R. v. Nikolovski, [1996] 3 S.C.R. 1197

This search for truth is qualified however by other laudable principles upon which our system is based: the presumption of innocence, the principle of reasonable doubt, fair process, the prohibition against double jeopardy, among many. Public Prosecution Services pursues the truth in every trial and appeal process but we do so simultaneously as guardians of these equally important principles upon which our system is based.

It is within this context that Public Prosecution Services has carefully reviewed the 146 page / 297 paragraph decision of Justice Morrison relating to the acquittal of Dennis Oland in the murder of his father, Richard Oland. After having reviewed and assessed both the policy and legal considerations relevant to a possible appeal, Public Prosecution Services has determined that there is no basis upon which the Crown can appeal the acquittal of Dennis Oland.

Despite the search for the truth in the trial, Justice Morrison could not be certain that Dennis Oland murdered Richard Oland. The resulting acquittal, resting on this finding of reasonable doubt, is the equivalent of a finding of “legal” innocence. A finding of legal innocence calls into play several principles that the Crown must consider and abide by when contemplating an appeal. 

There is a limited avenue for the appeal of an acquittal in our system of justice. Identifying an error of law alone on the part of the trial judge is not sufficient. Any error of law identified must be such that it would satisfy the appellate court that the error might reasonably have had a material bearing on the acquittal.

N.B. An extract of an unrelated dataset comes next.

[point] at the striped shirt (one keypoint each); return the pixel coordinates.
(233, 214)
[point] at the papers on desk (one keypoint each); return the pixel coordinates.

This is considered to be a high standard to meet, described by the Supreme Court of Canada as the error being such “…that there is a reasonable degree of certainty that the outcome might well have been affected by it.”

This limited avenue for appeal of an acquittal is justified by the regard had for the prohibition against “double jeopardy.” We recognize this principle in Canada through s. 11(h) of the Charter. It states that individuals have the right not to be tried again for an offence for which they have already either been acquitted or convicted and punished.

This is not interpreted to mean that the Crown cannot appeal an acquittal, but the limitation thereon is the Canadian way of giving expression to this principle. 

It can never be known in advance how evidence will be interpreted by the fact-finder at trial. In this case, Justice Morrison, was impacted by the “alibi-like” evidence relating to the “guesstimates” of the time of death of Richard Oland. Consequently, his decision erects a complete barrier to an appeal by the Crown. Alibi and “alibi-like” evidence is unique; it requires the specific application of the doctrine of reasonable doubt. Unlike other pieces of evidence, alibi evidence is determinative in itself of the final issue of guilt or innocence. It may take many forms but it has only one meaning: “It is an assertion that when the alleged unlawful conduct took place, the person charged with it was elsewhere, and thus it was impossible for him or her to have committed the offence.”

An acquittal based on reasonable doubt regarding alibi or alibi-like evidence is precisely how the presumption of innocence is exemplified. Any reasonable doubt regarding this evidence goes to the benefit of the accused and must result in an acquittal. There was no error of law relating to this evidence nor is there a lawful basis to contest the reasonableness of Justice Morrison’s assessment of the Crown time-of-death evidence linking Dennis Oland as the murderer. The “reasonableness” of an acquittal is not an available ground of appeal for the Crown. Thus, Justice Morrison’s finding of reasonable doubt related to the alibi-like evidence and the resulting acquittal in this case are unassailable by the Crown.